Output: A mapping between the discrete latent vectors and human-readable symbolic action names.

D. Bi-Level Planning Pipeline

High-Level Planning: An LLM agent receives the environment state (images + object locations detected by DINO) and the list of discovered symbolic skills. It generates a sequence of actions (a plan) to achieve a goal.
Low-Level Planning (Gradient-Based):
- For each step in the high-level plan, the corresponding skill vector is retrieved.
- The system performs gradient-based optimization on the input vector to the decoder.
- Objective: Minimize the Mean Squared Error (MSE) between the predicted object location (at contact time) and the actual object location in the environment.
- This adjusts the low-level trajectory to fit the specific object position without retraining the model.

3. Key Contributions

Novel Skill Discovery: A conditional neural architecture capable of learning discrete high-level skill representations from unlabeled low-level trajectories using vector quantization.
Bi-Level Planning System: A complete pipeline that allows an LLM to reason about high-level goals while a gradient-based neuro-symbolic controller handles low-level execution and generalization to new object locations.
Self-Supervised Improvement: A method to refine the initial unsupervised clustering into a robust low-level planner by retraining with discovered pseudo-labels.
VLM Integration: Demonstrating the use of Multi-Modal LLMs to automatically label discovered skills and generate high-level plans, bridging the gap between text-based reasoning and robotic embodiment.

4. Experimental Results

The system was evaluated in both simulated kitchen environments and real-world settings (UR-10 and XArm 7 robots).

Skill Discovery:
- The model successfully clustered demonstrations into discrete skills.
- Accuracy: When the skill space size matched the number of true skills, perfect clustering was achieved in 27/100 trials. The system could identify the optimal model by selecting those with the lowest loss.
- Over/Under-clustering: The model showed robustness; even with larger vector spaces, it distributed skills in a way that minimized quantization loss, allowing for post-hoc identification of redundant vectors.
LLM Labeling:
- LLMs (Gemini and GPT) successfully labeled actions.
- Performance: "Pick" actions were labeled with high accuracy (~~60-65%), while "Place" actions were harder to distinguish (~~3-15%), likely due to visual similarity in snapshots.
Planning Performance:
- High-Level: LLMs achieved 86.10% success on long-horizon tasks (>7 actions) when using DINO for object detection (DINOGemini). Annotation quality was critical; poor object detection degraded performance significantly.
- Low-Level:
  - Self-Supervised vs. Unsupervised: The self-supervised model vastly outperformed the unsupervised baseline.
  - Generalization: With 2+ demonstrations per skill, the self-supervised model achieved ~90-100% success in single-task and multi-task scenarios (e.g., loading dishwashers, making coffee, watering plants) even in unseen object locations.
  - Unsupervised models struggled significantly, often failing to generalize without the self-supervised refinement.

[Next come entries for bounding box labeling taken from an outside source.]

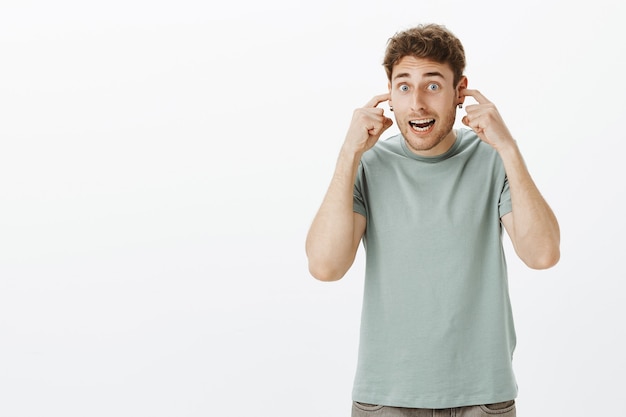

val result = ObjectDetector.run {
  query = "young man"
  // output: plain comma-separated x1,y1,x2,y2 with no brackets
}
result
306,25,560,416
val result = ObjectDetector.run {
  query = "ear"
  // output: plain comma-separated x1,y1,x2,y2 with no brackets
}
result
456,75,467,104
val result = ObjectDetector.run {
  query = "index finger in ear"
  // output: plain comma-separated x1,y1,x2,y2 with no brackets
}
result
365,93,391,108
461,88,491,104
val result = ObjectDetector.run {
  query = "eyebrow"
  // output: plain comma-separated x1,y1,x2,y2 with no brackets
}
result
393,71,446,80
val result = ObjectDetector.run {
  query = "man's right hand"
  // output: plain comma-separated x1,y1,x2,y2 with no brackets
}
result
344,93,393,154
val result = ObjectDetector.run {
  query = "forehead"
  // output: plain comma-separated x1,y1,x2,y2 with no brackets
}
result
391,56,454,81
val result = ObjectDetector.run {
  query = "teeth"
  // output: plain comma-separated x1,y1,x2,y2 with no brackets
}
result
409,119,435,131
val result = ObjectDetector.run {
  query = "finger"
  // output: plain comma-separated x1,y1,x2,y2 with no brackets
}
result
461,88,491,104
364,93,391,107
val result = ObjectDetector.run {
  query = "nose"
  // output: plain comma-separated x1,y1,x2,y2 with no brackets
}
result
411,91,426,112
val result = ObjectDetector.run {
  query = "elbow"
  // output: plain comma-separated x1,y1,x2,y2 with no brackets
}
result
524,246,561,270
309,258,347,282
309,262,345,282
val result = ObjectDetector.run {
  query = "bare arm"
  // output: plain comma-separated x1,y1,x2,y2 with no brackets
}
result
306,94,393,281
463,90,560,269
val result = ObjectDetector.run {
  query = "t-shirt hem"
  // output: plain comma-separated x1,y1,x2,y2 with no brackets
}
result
352,391,517,409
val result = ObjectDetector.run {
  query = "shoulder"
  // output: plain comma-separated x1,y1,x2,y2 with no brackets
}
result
361,134,405,163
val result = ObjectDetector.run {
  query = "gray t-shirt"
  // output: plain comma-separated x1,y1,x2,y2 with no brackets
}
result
353,129,517,408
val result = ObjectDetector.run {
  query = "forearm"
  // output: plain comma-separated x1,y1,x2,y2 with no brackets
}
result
306,148,360,281
499,141,560,269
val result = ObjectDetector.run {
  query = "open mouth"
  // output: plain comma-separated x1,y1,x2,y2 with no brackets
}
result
409,119,435,132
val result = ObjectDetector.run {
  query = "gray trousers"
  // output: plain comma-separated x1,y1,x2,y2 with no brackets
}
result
352,400,515,417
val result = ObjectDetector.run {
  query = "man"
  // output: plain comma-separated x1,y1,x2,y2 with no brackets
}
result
306,25,560,416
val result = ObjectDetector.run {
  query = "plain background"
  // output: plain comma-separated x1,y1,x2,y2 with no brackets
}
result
0,0,626,417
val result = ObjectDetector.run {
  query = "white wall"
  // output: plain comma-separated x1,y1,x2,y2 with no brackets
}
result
0,0,626,417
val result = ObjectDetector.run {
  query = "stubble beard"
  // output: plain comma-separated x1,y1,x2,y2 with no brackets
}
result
400,106,456,152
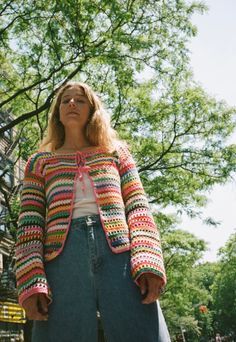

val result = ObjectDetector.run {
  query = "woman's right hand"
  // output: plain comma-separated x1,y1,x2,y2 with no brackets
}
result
22,293,49,321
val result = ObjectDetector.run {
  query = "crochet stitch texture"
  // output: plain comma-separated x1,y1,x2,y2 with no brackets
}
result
16,146,166,305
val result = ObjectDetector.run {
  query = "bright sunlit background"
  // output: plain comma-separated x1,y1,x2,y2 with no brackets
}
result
180,0,236,261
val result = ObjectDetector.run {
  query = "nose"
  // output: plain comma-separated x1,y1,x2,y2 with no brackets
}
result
69,98,75,107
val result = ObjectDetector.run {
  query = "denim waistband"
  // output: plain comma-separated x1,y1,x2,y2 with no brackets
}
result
71,214,100,224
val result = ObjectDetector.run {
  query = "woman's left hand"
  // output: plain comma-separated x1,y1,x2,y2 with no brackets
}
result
139,273,163,304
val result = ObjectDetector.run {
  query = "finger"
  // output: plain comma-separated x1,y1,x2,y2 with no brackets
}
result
142,278,161,304
139,275,147,295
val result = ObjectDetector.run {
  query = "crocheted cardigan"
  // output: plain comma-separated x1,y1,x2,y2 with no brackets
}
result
16,146,166,305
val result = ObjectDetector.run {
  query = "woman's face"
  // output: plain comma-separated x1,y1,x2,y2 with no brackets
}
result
59,87,91,128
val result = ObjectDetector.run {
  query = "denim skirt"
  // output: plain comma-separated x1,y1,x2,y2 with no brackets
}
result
32,215,170,342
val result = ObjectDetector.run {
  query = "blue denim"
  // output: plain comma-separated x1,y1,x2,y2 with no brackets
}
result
32,215,170,342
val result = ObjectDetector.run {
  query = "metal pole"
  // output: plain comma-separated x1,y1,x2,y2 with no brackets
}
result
180,326,186,342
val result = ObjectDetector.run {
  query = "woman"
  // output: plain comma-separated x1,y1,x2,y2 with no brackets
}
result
16,82,168,342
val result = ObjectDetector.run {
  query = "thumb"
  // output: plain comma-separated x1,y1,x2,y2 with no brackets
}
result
38,293,48,313
139,274,147,295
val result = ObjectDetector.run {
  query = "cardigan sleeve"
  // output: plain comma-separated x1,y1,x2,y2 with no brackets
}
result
119,147,166,285
16,154,50,305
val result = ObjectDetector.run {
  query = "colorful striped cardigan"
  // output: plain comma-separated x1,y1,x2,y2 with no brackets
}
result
16,146,166,305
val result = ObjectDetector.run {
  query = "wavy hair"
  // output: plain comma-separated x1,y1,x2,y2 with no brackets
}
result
39,81,121,152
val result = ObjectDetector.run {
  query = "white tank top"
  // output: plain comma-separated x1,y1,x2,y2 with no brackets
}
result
72,168,99,218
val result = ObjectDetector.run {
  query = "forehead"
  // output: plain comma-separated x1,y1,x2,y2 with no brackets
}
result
62,87,85,97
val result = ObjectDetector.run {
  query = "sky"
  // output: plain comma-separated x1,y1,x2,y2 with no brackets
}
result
177,0,236,261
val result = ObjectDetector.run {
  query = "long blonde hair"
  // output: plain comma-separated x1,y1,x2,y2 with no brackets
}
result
39,81,121,152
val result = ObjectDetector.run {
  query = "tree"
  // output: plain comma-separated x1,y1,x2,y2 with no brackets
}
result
156,215,208,341
212,233,236,338
0,0,236,336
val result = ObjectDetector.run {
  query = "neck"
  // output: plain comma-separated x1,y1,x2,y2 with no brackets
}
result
61,129,91,151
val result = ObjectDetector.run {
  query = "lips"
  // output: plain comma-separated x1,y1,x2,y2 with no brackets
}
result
67,111,79,115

5. Significance and Future Work

Significance: This work demonstrates a viable path toward generalist robotic agents that do not require massive amounts of labeled robotic data. By using LLMs for high-level reasoning and neuro-symbolic methods for low-level grounding, the system can learn complex, long-horizon tasks from very few demonstrations.
Limitations:
- Reliance on external agents (LLMs) for reasoning means planning performance is tied to the LLM's perception capabilities.
- Demonstrations must follow a consistent distribution to be clustered correctly.
- Requires expert-level demonstrations as input.
Future Directions: Incorporating effect predicates (e.g., "object is now open") into the model to enable error detection and more robust long-horizon planning.

In summary, the paper presents a robust framework for learning symbolic skills from raw data and executing them in dynamic environments, effectively solving the "what to do" (LLM) and "how to do it" (Gradient-based Neuro-Symbolic) problem in robotics.